Since the development of the FCI, other physics instruments have been developed. These include the Force and Motion Conceptual Evaluation concept and the Brief Electricity and Magnetism Assessment. For a discussion of how a number of concept inventories were developed see Beichner.
In addition to physics, concept inventories have been developed in statistics, chemistry, astronomy, basic biology, natural selection, genetics, engineering, geoscience. and computer science.
In many areas, foundational scientific concepts transcend disciplinary boundaries. An example of an inventory that assesses knowledge of such concepts is an instrument developed by Odom and Barrow (1995) to evaluate understanding of diffusion and osmosis. In addition, there are non-multiple choice conceptual instruments, such as the essay-based approach and the essay and oral exams concept to measure student understanding of Lewis structures in chemistry.
Some concept inventories are problematic. The concepts tested may not be fundamental or important in a particular discipline, the concepts involved may not be explicitly taught in a class or curriculum, or answering a question correctly may require only a superficial understanding of a topic. It is therefore possible to either over-estimate or under-estimate student content mastery. While concept inventories designed to identify trends in student thinking may not be useful in monitoring learning gains as a result of pedagogical interventions, disciplinary mastery may not be the variable measured by a particular instrument. Users should be careful to ensure that concept inventories are actually testing conceptual understanding, rather than test-taking ability, language skills, or other abilities that can influence test performance.
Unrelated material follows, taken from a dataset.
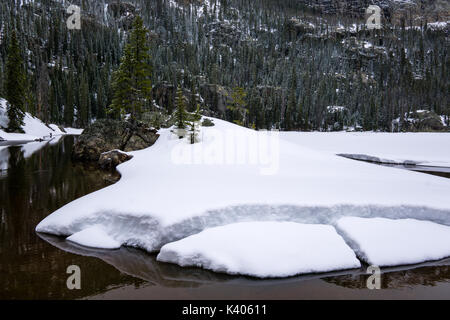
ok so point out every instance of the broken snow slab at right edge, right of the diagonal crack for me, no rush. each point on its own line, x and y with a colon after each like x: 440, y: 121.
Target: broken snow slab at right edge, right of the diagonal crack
x: 388, y: 242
The use of multiple-choice exams as concept inventories is not without controversy. The very structure of multiple-choice type concept inventories raises questions involving the extent to which complex, and often nuanced situations and ideas must be simplified or clarified to produce unambiguous responses. For example, a multiple-choice exam designed to assess knowledge of key concepts in natural selection does not meet a number of standards of quality control. One problem with the exam is that the two members of each of several pairs of parallel items, with each pair designed to measure exactly one key concept in natural selection, sometimes have very different levels of difficulty. Another problem is that the multiple-choice exam overestimates knowledge of natural selection as reflected in student performance on a diagnostic essay exam and a diagnostic oral exam, two instruments with reasonably good construct validity. Although scoring concept inventories in the form of essay or oral exams is labor-intensive, costly, and difficult to implement with large numbers of students, such exams can offer a more realistic appraisal of the actual levels of students' conceptual mastery as well as their misconceptions. Recently, however, computer technology has been developed that can score essay responses on concept inventories in biology and other domains, promising to facilitate the scoring of concept inventories organized as (transcribed) oral exams as well as essays.